Стрелять в упор нетрудно, я стрелял наверняка, целясь в голову, и убил с первого или второго выстрела. В барабане остался один патрон, когда я повернул оружие на негодяя, что держал в руках Женевьеву.

— Отпусти её! — сдавленным шёпотом сказал я, не решаясь стрелять, так как бандит спрятался за девушку, поняв, что ему не получится убить меня.

— Отойди, а то я убью её! Тебе не скрыться всё равно! Не знаю, кто ты, что за человек, и каким даром обладаешь, но тебе не спасти ни её, ни себя. Нас много, мы всё равно убьём и тебя, и графа с семьёй, — затараторил террорист, видимо от волнения и страха, начав и угрожать, и выдавать все свои планы.

Я не обращал на его слова внимания, потому как наплевать, что он там себе думает, и нацелил оружие прямо ему в голову. Он закрылся Женевьевой и принялся стрелять в ответ, а я невольно стал считать выстрелы. Барабан его револьвера почти опустел, остался только один патрон, как и у меня, но бандит быстро сообразил, как правильнее поступить, и приставил револьвер к голове Женевьевы. Я не стрелял в него, и он понял, что не сделаю этого, боясь попасть в девушку.

— Пропускай меня, иначе я все мозги ей выбью! Я не шучу! Пусть я сдохну, но она сдохнет первой, а ведь ты её любишь, а я раз… и нет твоей любви, навсегда нет, понимаешь!!! — и бандит, по виду, скорее всего анархист, совсем ещё молодой парень, насквозь пропитанный левым экстремизмом, рассмеялся, по-прежнему твёрдо держа револьвер у виска девушки.

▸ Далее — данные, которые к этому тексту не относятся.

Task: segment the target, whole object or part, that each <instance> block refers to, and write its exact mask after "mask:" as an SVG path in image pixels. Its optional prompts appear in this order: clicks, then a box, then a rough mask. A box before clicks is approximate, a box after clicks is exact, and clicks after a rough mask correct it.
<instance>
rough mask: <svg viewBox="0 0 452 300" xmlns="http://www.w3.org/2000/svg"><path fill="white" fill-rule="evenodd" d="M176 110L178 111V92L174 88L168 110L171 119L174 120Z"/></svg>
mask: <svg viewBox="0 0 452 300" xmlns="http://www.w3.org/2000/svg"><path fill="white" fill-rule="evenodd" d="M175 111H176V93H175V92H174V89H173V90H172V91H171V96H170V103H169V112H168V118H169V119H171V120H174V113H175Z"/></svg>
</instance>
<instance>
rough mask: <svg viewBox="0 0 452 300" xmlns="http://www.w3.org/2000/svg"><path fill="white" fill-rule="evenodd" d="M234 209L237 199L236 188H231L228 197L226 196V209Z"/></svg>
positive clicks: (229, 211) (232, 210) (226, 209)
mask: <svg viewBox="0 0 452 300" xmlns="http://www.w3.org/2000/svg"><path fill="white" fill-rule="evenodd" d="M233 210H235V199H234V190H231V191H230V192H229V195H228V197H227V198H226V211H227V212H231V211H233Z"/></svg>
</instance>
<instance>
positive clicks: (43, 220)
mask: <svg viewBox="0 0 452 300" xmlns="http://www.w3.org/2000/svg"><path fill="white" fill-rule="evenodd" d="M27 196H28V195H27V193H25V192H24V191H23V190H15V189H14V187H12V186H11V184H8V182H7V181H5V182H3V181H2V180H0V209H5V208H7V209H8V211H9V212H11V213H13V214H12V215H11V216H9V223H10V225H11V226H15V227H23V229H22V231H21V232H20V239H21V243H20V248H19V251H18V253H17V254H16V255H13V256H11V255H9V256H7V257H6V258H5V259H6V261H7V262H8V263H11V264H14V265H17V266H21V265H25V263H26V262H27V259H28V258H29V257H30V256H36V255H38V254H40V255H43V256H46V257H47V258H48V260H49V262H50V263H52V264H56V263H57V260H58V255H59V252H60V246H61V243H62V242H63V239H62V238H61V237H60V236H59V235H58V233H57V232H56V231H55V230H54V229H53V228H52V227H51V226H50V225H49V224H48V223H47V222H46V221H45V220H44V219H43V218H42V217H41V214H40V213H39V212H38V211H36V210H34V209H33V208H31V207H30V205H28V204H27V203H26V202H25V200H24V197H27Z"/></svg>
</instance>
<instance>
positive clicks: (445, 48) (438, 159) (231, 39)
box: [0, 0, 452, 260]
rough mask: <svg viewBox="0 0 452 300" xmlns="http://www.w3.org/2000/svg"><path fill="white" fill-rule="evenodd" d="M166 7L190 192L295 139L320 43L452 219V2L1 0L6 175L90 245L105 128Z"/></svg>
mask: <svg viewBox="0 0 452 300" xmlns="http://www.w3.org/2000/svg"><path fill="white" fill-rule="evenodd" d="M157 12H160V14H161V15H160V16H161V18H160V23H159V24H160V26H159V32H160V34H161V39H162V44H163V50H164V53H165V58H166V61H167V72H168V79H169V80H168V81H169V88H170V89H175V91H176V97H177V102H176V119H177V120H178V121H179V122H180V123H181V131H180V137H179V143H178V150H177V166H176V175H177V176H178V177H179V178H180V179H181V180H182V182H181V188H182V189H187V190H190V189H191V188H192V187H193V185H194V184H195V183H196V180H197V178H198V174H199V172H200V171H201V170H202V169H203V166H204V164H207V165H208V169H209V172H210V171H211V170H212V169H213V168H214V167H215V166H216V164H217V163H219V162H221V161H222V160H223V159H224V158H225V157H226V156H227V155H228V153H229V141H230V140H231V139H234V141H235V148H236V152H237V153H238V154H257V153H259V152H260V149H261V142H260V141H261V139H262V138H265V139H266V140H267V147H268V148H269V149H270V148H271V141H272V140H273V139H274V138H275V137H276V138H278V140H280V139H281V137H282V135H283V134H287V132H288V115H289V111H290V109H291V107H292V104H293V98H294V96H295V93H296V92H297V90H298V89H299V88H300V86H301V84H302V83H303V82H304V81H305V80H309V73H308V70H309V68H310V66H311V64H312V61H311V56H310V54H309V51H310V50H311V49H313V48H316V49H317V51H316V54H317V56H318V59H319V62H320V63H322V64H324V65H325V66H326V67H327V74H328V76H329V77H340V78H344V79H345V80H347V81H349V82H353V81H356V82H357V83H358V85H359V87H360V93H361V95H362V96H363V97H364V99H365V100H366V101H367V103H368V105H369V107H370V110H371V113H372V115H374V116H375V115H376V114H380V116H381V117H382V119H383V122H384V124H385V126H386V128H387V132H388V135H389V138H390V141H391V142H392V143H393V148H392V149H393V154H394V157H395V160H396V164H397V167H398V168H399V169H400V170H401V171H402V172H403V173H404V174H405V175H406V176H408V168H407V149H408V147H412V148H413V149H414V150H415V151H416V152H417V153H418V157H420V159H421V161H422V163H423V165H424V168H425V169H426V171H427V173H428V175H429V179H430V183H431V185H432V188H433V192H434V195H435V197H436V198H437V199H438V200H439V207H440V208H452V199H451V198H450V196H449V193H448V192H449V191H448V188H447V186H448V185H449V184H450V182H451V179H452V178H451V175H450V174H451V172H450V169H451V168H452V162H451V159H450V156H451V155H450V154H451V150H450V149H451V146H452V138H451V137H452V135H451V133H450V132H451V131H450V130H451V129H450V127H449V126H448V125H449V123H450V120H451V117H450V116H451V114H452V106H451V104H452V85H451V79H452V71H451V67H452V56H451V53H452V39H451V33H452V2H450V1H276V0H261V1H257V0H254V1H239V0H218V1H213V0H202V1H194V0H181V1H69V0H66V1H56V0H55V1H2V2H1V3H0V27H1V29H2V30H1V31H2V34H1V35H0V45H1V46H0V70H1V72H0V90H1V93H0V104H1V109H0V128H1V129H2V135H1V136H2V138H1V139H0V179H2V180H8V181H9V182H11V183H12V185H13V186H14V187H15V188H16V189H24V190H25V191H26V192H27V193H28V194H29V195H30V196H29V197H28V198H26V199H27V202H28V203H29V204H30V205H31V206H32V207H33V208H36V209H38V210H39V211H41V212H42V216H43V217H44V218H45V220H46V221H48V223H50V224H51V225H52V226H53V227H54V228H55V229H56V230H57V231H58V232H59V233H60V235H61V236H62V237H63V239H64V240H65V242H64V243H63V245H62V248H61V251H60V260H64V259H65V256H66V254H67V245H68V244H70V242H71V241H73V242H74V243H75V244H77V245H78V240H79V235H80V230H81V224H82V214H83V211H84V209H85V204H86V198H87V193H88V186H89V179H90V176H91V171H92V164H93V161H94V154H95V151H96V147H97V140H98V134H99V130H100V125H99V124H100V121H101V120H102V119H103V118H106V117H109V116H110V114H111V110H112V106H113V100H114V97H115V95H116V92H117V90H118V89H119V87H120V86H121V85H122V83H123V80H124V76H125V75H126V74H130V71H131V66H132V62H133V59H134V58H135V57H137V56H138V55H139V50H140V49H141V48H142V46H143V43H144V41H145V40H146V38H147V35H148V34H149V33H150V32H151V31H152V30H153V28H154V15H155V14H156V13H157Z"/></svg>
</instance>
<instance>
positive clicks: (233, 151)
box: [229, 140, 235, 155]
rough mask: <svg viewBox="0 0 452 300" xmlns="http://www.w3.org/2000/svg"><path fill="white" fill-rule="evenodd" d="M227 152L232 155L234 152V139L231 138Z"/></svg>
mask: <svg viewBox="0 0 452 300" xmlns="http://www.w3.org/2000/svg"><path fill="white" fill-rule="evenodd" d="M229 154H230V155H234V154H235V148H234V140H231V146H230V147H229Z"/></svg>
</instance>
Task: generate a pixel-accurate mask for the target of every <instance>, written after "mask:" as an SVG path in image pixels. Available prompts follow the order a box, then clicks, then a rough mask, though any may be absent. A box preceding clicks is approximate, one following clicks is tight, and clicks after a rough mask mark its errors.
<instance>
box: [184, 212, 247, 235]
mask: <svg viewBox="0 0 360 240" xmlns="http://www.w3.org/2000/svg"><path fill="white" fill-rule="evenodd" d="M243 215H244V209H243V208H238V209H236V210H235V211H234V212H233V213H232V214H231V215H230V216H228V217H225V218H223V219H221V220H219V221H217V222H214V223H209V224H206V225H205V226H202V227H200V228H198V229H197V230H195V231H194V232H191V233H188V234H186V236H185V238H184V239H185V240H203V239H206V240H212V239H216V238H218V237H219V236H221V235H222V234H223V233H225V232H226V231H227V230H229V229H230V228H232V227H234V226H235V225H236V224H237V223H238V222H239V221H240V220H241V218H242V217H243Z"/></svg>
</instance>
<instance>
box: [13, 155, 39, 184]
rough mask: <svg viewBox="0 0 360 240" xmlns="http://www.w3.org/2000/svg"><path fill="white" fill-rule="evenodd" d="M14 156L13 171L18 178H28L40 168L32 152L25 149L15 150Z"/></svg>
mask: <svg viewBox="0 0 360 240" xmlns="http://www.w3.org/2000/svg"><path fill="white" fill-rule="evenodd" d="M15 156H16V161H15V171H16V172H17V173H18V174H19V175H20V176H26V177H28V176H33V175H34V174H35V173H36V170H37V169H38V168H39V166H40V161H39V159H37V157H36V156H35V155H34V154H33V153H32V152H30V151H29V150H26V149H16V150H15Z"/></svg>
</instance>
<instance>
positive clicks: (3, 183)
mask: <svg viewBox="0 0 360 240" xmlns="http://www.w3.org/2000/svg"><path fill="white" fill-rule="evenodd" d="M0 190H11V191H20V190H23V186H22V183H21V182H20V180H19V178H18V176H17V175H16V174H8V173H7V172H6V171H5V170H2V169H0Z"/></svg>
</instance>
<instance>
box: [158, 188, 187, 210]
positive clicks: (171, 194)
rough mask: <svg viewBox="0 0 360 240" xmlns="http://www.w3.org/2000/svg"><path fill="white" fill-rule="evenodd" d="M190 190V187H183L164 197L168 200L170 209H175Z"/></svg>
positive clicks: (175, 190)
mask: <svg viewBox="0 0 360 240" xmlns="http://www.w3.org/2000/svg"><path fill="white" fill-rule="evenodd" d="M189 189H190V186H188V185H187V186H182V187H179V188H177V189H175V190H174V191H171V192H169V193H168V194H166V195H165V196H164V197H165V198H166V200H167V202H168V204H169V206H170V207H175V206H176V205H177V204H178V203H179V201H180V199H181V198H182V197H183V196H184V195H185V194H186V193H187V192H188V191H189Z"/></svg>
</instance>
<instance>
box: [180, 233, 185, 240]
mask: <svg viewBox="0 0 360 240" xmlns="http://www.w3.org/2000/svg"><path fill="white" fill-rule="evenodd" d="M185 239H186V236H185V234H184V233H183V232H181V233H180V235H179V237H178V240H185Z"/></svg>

Я глянул на замершую в ужасе Женевьеву. Её светло-каштановые волосы разметались по плечам волнистым водопадом, тонкая белая сорочка почти не скрывала вызывающе торчащую упругую грудь, которую уже посмела коснуться рука насильника. Отметил её округлившиеся от ужаса глаза, крепко сжатые и уже покусанные до крови губы, поцарапанные в борьбе нежные, белые руки. Взгляд мой выхватил весь её образ, для меня оказавшийся дороже самой жизни, и оставил навсегда в памяти.

Женевьева пыталась бороться, но силы оказались слишком неравными, и всё в ней дышало сопротивлением и неприятием той ситуации, в которой она очутилась, и ничего не могла сделать, ничего! Её застали врасплох, беззащитной, и вся надежда оставалась только на меня.